Ericsson’s Mobile Financial Services solutions now also include Ericsson Interconnect, the company’s cloud-based financial transactions switching and mediation service, which aims to extend reach to Financial Services providers using any wallet or mobile banking platform.
Stephen Doyle, CEO, HomeSend said: “The partnership represents HomeSend’s continuing commitment to displace cash and facilitate electronic payments, advancing financial inclusion in the new global economy. Millions of new unbanked consumers will gain improved access to digital inflows from friends and relatives, as we continue to advance toward a fully open ecosystem for global mobile money remittances.”
In 2016, the World Bank expects remittances to reach over $600 billion, with more than $440 billion being sent to developing countries. Being able to reliably, safely and conveniently send and receive money across borders are basic requirements for financial inclusion. The partnership bridges the gap between finance and telecommunication service providers, enabling mobile wallet users to send and receive money from their family abroad through their mobile phones and enables financial institutions to offer their customers the convenience of digital money transfers – regardless of their location or that of the recipient.

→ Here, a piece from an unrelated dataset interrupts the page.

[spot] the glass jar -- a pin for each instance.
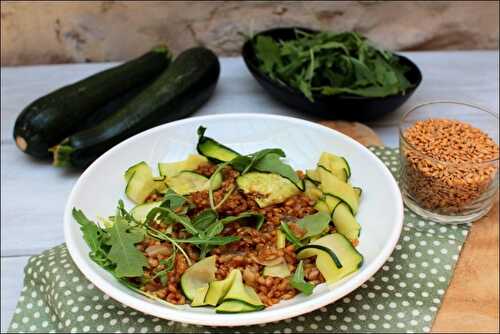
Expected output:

Peter Heuman, Head of Mobile Financial Services, Ericsson said: “By enabling fast, secure integrations to HomeSend’s remittance hub, we are providing growth opportunities for our customers. Integration with the HomeSend Hub connects Ericsson mobile wallet powered financial service providers, and potentially other financial service providers, to a global network of financial institutions and MTOs. This represents a major advance in helping to grow mobile financial services ecosystems whilst supporting financial inclusion.”